大学等の研究機関における研究倫理教育担当者を対象に、グループディスカッションなどを通じて参加者自らが公正な研究活動について考えるワークショップを開催している。

2022年度は、研究倫理教育映像教材「倫理の空白」の普及を目指し、その活用方法を検討するワークショップを計3回開催した(参加者 のべ98名、オンライン開催)。それぞれ「研究倫理映像教材の活用方法を学ぶ」「映像教材を活用した教育と評価を考える」をテーマとし、3名の講師による映像教材を用いたモデル講義や、映像教材による実際の講義案を検討するグループワークなどを通じて、大学や研究機関の多様な環境に応じて研究倫理教育等の推進に役立つものとした。

写真:オンラインでのワークショップの様子

オンラインでのワークショップ(第9回)の様子

研究公正の情報や映像教材をポータルサイトにて発信

研究不正を防⽌し、公正な研究活動を推進するために、研究機関の研究倫理教育担当者や研究者にとって有益な情報を収集し、「研究公正ポータル」から発信している。

主なコンテンツとして、各省庁のガイドライン・指針、調査・研究、研究倫理教材、⼤学や研究機関の研究公正サイトへのリンク集、学協会の行動規範・投稿規定、研究倫理イベント情報・レポート等を掲載している。

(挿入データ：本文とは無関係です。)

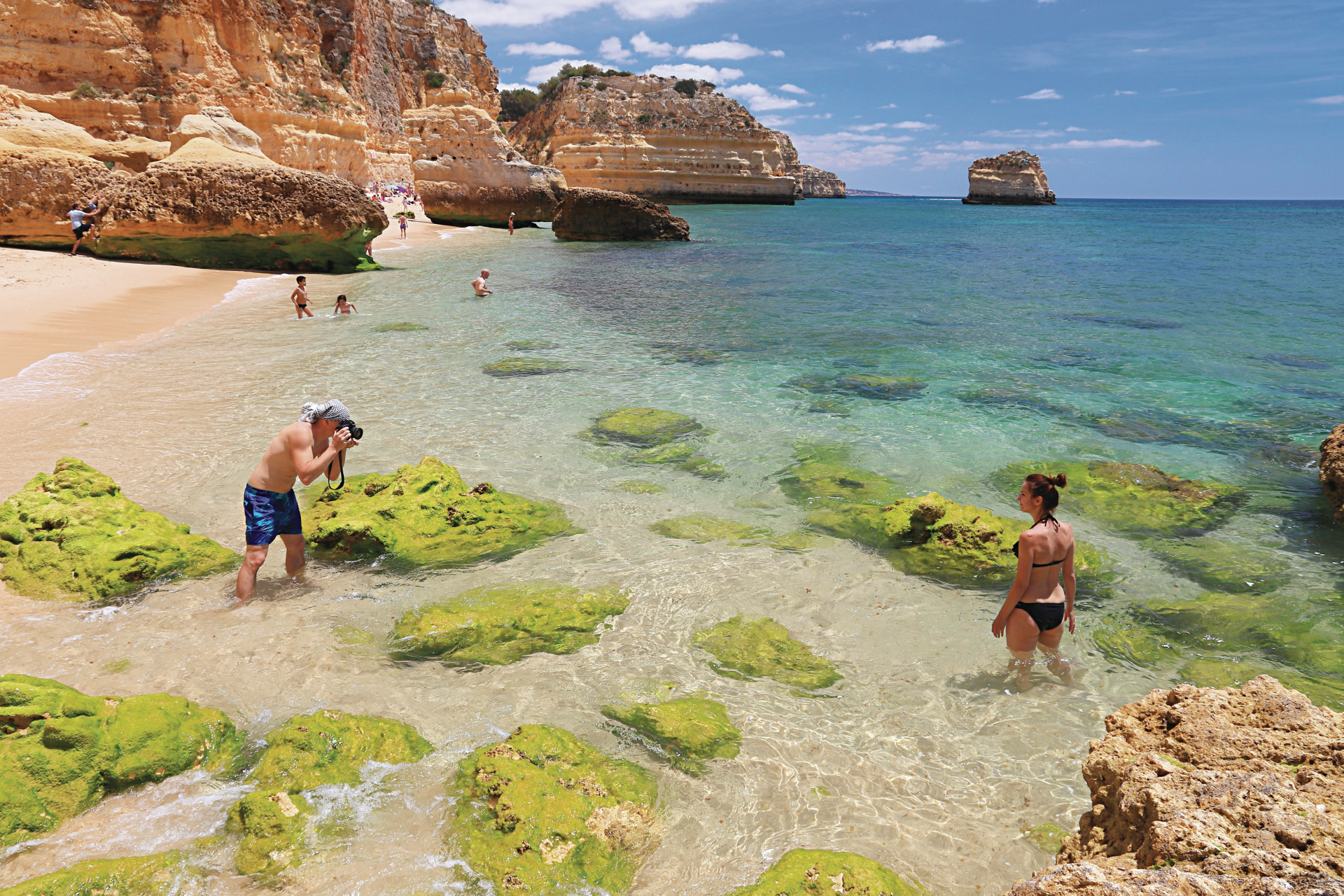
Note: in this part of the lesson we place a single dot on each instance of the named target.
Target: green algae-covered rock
(498, 625)
(158, 875)
(690, 729)
(748, 648)
(61, 751)
(424, 514)
(400, 328)
(73, 535)
(545, 813)
(820, 872)
(643, 426)
(524, 367)
(1133, 498)
(701, 527)
(1225, 566)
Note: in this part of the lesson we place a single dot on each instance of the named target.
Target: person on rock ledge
(302, 450)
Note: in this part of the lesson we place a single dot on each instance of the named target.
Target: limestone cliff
(638, 134)
(1212, 792)
(1011, 179)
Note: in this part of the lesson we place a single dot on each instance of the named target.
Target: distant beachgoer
(1042, 594)
(300, 298)
(302, 450)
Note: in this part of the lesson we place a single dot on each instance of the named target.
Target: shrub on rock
(503, 624)
(425, 514)
(74, 535)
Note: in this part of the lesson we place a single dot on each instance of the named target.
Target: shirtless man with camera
(302, 450)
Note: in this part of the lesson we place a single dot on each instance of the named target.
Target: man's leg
(295, 559)
(253, 558)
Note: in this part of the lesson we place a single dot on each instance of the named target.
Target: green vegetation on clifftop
(73, 535)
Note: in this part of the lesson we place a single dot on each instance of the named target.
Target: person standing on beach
(302, 450)
(300, 298)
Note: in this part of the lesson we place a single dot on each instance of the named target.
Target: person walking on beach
(1041, 599)
(300, 298)
(302, 450)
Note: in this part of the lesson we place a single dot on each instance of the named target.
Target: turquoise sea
(1198, 337)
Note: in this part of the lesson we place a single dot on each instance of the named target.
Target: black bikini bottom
(1046, 615)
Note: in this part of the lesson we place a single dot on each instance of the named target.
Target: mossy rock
(73, 535)
(545, 813)
(643, 426)
(61, 751)
(159, 875)
(820, 872)
(1133, 498)
(1225, 566)
(750, 648)
(640, 486)
(690, 729)
(498, 625)
(878, 386)
(400, 328)
(524, 367)
(704, 528)
(424, 514)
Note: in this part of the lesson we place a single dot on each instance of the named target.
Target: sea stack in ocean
(1011, 179)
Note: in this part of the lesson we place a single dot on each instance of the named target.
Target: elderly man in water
(302, 450)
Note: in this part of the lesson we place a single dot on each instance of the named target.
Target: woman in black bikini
(1042, 596)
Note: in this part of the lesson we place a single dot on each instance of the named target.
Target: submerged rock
(1135, 498)
(643, 426)
(61, 751)
(690, 729)
(545, 813)
(816, 872)
(748, 648)
(524, 367)
(74, 535)
(424, 514)
(498, 625)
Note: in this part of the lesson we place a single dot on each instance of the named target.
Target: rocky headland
(1011, 179)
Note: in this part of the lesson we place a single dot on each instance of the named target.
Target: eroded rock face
(1332, 470)
(1219, 788)
(636, 134)
(1011, 179)
(604, 216)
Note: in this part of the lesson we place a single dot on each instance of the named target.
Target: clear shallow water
(1199, 337)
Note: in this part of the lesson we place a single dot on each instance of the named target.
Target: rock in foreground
(604, 216)
(424, 514)
(545, 813)
(502, 625)
(1011, 179)
(73, 535)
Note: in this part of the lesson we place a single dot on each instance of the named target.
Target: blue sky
(1160, 99)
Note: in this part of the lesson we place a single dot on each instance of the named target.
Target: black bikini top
(1032, 527)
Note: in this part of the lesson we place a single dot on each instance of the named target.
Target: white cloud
(531, 13)
(547, 70)
(913, 45)
(699, 73)
(1102, 144)
(643, 43)
(552, 49)
(757, 99)
(722, 50)
(613, 51)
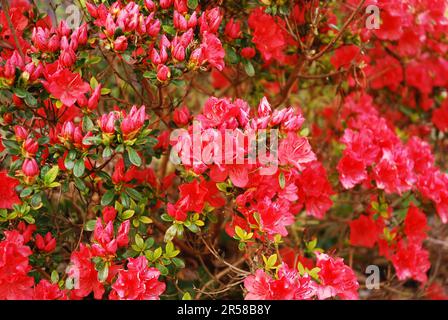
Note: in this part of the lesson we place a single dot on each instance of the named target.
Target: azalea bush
(187, 149)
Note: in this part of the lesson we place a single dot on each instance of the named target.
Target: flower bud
(179, 21)
(179, 52)
(109, 214)
(248, 53)
(233, 29)
(165, 4)
(92, 104)
(30, 168)
(21, 133)
(163, 73)
(121, 43)
(181, 116)
(47, 244)
(30, 148)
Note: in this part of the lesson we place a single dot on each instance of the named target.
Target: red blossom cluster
(145, 152)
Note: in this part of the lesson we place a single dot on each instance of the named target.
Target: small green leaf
(192, 4)
(127, 214)
(90, 225)
(134, 157)
(51, 175)
(249, 68)
(79, 168)
(186, 296)
(139, 241)
(281, 180)
(108, 197)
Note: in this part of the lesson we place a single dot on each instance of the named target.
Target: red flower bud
(163, 73)
(193, 21)
(179, 21)
(21, 133)
(121, 43)
(181, 116)
(7, 117)
(30, 168)
(150, 5)
(181, 6)
(17, 101)
(233, 29)
(93, 100)
(109, 214)
(165, 4)
(30, 148)
(68, 129)
(107, 123)
(179, 52)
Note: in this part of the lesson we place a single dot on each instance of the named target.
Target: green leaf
(249, 68)
(103, 274)
(21, 93)
(108, 197)
(26, 192)
(54, 276)
(169, 29)
(90, 225)
(163, 270)
(281, 180)
(105, 91)
(93, 83)
(134, 157)
(107, 152)
(179, 263)
(139, 241)
(87, 123)
(127, 214)
(79, 168)
(186, 296)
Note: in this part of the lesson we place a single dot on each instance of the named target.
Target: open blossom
(15, 283)
(66, 86)
(337, 279)
(296, 151)
(411, 261)
(364, 232)
(82, 272)
(138, 282)
(45, 290)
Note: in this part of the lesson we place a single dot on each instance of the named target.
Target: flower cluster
(333, 279)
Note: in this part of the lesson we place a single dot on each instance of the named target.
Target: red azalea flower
(364, 232)
(85, 277)
(66, 86)
(8, 195)
(337, 279)
(138, 282)
(415, 224)
(345, 56)
(47, 243)
(15, 284)
(411, 261)
(45, 290)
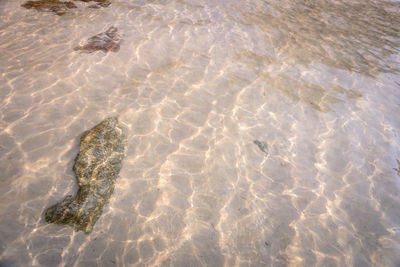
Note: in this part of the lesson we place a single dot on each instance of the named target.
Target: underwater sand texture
(196, 82)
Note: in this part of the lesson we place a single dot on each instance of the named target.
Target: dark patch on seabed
(105, 41)
(96, 167)
(263, 146)
(61, 7)
(55, 6)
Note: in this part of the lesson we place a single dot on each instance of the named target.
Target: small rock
(55, 6)
(105, 41)
(263, 146)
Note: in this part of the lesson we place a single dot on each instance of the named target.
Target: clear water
(197, 82)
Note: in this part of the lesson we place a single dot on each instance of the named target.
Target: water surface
(196, 83)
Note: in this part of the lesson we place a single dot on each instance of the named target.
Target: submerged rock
(263, 146)
(96, 167)
(56, 6)
(98, 3)
(105, 41)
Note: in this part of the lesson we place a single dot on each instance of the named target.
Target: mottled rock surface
(96, 167)
(263, 146)
(105, 41)
(97, 3)
(56, 6)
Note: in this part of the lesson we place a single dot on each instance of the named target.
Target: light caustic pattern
(316, 83)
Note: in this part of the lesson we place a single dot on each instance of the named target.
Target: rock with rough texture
(263, 146)
(96, 167)
(56, 6)
(105, 41)
(98, 3)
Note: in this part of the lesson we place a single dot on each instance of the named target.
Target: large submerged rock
(96, 167)
(105, 41)
(56, 6)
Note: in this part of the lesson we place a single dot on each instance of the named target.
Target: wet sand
(197, 83)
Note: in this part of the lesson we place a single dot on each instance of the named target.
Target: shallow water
(196, 83)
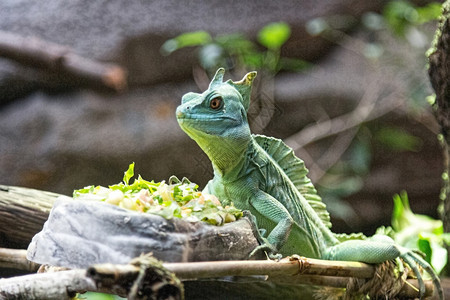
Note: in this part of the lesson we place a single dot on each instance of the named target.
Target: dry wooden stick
(29, 207)
(61, 60)
(290, 270)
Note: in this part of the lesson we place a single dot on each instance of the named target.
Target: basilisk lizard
(262, 175)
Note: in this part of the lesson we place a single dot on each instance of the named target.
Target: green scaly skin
(247, 175)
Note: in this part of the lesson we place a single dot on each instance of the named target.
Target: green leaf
(274, 35)
(188, 39)
(128, 174)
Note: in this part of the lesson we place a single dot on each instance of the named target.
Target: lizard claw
(270, 250)
(413, 259)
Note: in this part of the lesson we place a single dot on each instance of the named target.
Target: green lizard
(262, 175)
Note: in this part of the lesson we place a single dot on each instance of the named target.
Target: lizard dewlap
(177, 198)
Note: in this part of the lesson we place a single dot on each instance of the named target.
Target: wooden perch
(23, 212)
(61, 61)
(118, 279)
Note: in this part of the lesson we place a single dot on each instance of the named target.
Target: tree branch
(118, 279)
(59, 60)
(439, 66)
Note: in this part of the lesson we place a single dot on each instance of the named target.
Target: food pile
(177, 198)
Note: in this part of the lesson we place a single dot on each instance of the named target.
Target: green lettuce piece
(175, 199)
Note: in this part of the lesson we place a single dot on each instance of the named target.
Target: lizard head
(217, 118)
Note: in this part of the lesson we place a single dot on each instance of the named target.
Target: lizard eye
(216, 103)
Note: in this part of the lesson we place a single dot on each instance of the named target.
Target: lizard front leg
(267, 207)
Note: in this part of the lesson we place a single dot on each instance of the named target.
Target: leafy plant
(236, 50)
(401, 15)
(415, 231)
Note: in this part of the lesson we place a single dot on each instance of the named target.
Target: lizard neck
(228, 155)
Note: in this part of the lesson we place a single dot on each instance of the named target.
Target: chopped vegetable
(177, 198)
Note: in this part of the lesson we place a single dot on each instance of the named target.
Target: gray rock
(81, 233)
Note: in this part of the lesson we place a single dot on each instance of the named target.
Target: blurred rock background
(366, 79)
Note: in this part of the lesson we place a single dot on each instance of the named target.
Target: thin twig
(57, 59)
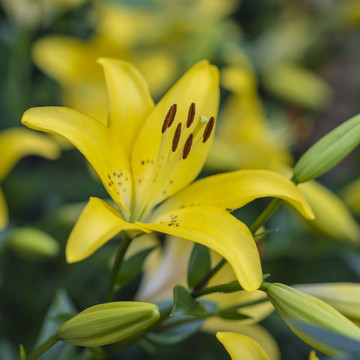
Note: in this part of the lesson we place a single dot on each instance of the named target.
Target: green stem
(231, 287)
(260, 221)
(117, 265)
(125, 343)
(265, 215)
(51, 341)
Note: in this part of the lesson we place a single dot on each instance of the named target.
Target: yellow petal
(256, 312)
(344, 297)
(200, 85)
(94, 140)
(130, 100)
(313, 356)
(98, 223)
(15, 143)
(256, 332)
(242, 347)
(327, 207)
(3, 212)
(235, 189)
(220, 231)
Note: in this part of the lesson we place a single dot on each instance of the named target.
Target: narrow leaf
(232, 314)
(184, 304)
(199, 264)
(338, 341)
(178, 333)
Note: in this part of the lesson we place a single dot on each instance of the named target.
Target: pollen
(169, 118)
(187, 146)
(191, 115)
(176, 137)
(208, 129)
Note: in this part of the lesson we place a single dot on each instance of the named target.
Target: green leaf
(184, 304)
(60, 308)
(199, 264)
(328, 151)
(232, 314)
(178, 333)
(133, 266)
(22, 352)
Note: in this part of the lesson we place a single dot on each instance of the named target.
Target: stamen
(176, 137)
(187, 146)
(191, 115)
(208, 129)
(171, 114)
(169, 118)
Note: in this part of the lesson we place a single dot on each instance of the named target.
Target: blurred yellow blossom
(154, 39)
(297, 306)
(15, 143)
(141, 166)
(244, 138)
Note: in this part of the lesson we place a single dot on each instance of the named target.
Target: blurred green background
(304, 56)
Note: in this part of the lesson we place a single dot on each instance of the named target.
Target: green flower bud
(293, 304)
(108, 323)
(328, 151)
(33, 243)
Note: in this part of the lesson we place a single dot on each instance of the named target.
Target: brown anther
(187, 146)
(169, 118)
(191, 115)
(176, 137)
(208, 129)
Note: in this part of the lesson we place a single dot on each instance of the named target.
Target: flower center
(178, 141)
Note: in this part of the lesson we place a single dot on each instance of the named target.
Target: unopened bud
(33, 243)
(344, 297)
(108, 323)
(294, 305)
(240, 346)
(328, 151)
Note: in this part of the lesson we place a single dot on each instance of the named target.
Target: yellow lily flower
(15, 143)
(150, 154)
(242, 347)
(165, 268)
(327, 207)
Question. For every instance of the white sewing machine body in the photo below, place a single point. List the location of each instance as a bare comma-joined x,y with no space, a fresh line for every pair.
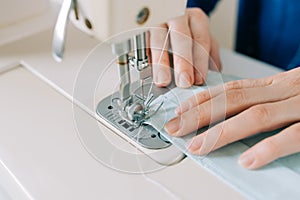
41,154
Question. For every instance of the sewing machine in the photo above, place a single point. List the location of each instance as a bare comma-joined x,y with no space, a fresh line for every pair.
125,111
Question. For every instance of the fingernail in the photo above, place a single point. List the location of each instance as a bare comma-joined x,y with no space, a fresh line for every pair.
182,108
198,80
194,144
162,78
184,80
173,125
246,160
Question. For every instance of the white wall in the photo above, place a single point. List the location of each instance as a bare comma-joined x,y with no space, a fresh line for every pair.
223,23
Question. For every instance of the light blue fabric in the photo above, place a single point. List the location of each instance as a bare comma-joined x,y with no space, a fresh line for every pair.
278,180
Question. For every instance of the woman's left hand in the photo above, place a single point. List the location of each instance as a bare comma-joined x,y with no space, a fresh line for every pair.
256,106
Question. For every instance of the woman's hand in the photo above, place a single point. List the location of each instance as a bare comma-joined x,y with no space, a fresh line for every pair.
192,47
256,106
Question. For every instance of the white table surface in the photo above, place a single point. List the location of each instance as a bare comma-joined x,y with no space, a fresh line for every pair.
41,155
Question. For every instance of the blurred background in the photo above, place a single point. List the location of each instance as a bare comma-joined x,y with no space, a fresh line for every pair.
223,23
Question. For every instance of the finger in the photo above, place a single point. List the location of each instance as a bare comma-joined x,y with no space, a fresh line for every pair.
160,56
228,88
219,108
198,22
285,143
215,61
257,119
182,51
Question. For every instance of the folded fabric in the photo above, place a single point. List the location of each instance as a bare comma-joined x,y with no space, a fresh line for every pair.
278,180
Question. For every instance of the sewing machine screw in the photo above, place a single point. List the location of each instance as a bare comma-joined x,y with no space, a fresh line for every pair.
143,16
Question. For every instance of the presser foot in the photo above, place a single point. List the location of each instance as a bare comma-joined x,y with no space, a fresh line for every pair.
130,120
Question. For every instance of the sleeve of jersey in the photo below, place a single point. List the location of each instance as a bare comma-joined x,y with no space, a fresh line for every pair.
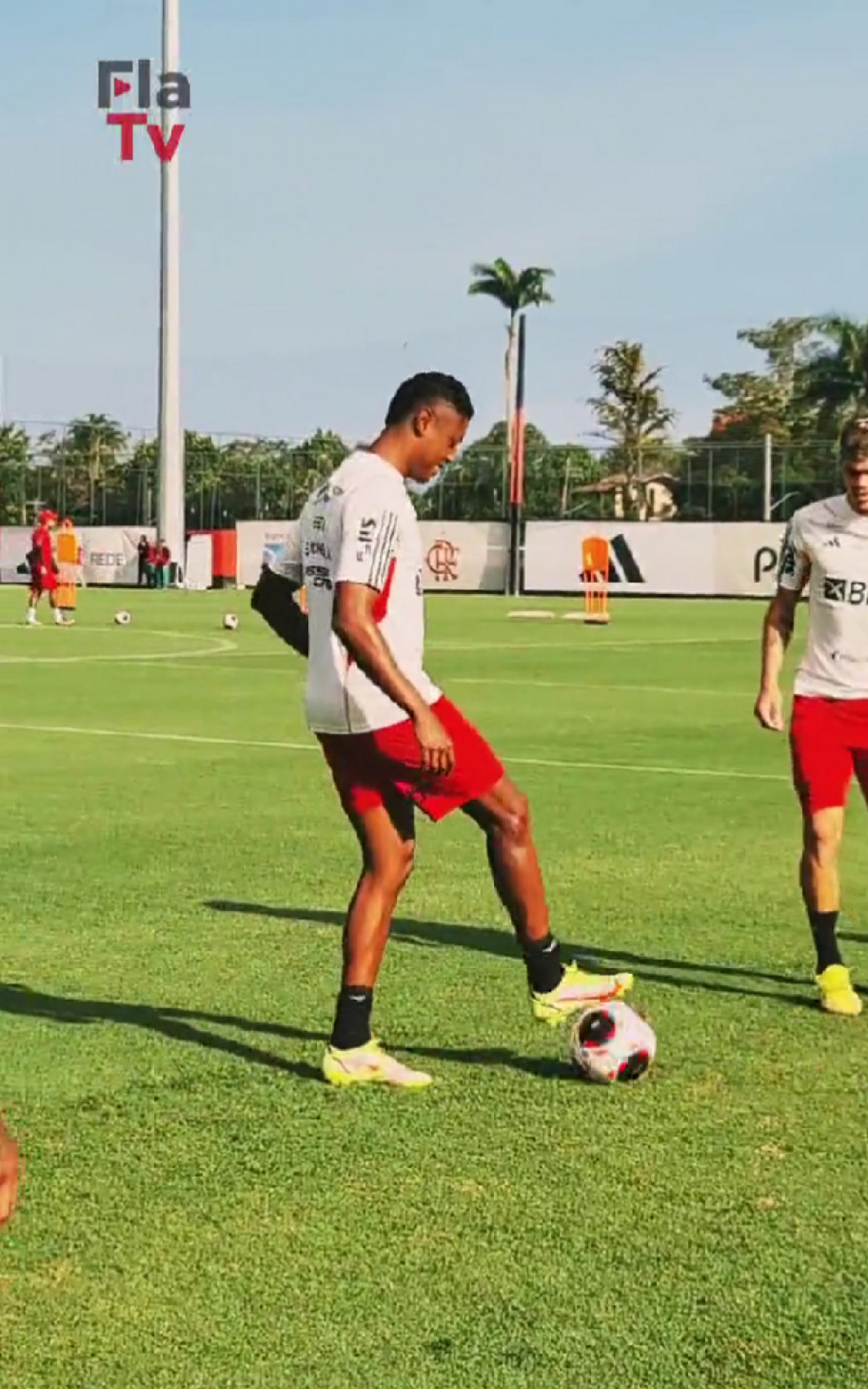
368,543
288,561
795,564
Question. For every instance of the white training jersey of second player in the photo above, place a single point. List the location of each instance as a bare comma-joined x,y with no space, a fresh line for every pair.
827,543
359,528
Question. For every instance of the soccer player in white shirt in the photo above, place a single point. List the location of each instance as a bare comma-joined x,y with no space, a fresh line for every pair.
392,739
827,543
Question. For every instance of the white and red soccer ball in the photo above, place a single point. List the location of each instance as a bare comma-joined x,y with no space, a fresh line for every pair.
610,1042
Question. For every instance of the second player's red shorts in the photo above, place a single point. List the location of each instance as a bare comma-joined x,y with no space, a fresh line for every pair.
373,768
828,745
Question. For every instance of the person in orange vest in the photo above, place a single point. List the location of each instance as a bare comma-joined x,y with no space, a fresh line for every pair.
43,569
69,570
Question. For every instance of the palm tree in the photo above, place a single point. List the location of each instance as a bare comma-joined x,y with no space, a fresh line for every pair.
516,291
632,416
835,380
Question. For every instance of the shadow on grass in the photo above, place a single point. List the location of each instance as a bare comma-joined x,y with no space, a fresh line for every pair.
195,1027
187,1025
490,940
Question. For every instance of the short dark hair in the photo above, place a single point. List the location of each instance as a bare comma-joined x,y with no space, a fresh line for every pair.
428,388
854,439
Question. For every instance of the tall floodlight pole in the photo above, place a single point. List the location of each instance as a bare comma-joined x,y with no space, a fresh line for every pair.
171,484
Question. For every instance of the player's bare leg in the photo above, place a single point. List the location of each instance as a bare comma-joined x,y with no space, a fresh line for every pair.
822,833
388,844
557,990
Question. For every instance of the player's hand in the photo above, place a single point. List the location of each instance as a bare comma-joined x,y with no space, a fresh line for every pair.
768,710
438,752
9,1176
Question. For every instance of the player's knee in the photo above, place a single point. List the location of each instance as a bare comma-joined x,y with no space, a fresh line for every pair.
514,820
393,868
822,836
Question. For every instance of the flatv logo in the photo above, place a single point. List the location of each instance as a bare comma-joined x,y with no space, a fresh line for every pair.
845,590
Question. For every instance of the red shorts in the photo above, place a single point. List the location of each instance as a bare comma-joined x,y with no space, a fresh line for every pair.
828,745
377,768
43,582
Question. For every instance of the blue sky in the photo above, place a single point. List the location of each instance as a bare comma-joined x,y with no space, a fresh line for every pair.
688,167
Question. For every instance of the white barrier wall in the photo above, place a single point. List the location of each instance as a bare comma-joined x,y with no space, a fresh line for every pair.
459,556
110,553
689,558
258,542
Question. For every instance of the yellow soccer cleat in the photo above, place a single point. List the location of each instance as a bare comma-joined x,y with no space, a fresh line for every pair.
370,1064
576,990
836,993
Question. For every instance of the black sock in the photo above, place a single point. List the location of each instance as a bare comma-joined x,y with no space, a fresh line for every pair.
352,1019
543,961
822,928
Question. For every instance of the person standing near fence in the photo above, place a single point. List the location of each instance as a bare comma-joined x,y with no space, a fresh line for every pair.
43,569
143,567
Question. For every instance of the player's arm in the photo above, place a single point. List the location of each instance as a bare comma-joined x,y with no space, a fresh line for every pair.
274,598
367,552
10,1173
793,574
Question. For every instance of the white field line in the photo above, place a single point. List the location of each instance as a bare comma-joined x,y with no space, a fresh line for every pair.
217,646
563,764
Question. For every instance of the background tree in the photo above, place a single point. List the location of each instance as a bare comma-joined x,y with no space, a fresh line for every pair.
88,462
634,417
833,381
14,460
516,291
768,402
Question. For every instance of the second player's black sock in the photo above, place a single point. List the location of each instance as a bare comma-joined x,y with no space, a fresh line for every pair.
822,928
352,1019
543,961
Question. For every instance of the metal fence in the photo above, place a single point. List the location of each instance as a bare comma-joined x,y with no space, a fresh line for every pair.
111,480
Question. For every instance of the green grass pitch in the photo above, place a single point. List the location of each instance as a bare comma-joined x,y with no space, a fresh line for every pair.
202,1213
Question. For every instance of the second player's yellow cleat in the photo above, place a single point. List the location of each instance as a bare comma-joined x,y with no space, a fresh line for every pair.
836,993
578,990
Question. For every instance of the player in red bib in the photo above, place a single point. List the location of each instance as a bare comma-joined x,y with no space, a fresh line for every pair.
827,543
392,739
43,569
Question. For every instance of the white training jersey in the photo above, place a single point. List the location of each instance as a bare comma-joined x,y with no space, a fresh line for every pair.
828,545
359,528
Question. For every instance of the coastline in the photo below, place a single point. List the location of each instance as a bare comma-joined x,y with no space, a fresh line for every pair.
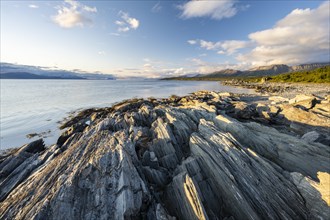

また、我が国の研究公正に係る取組を諸外国に発信するため、2020年度より英語版も公開している。

研究公正ポータルトップ

また、研究公正ポータルでは、⽶国の保健福祉省の研究公正局(ORI; Office of Research Integrity)が制作した研究倫理教育映像教材「THE LAB」をJSTが⽇本での版権を取得し、⽇本語字幕を付してウェブサイトで公開している。

⾃分が研究不正の場におかれたら、どのような意思決定を⾏うかを疑似体験し、研究者として備えるべき「価値・態度」について学ぶことができる。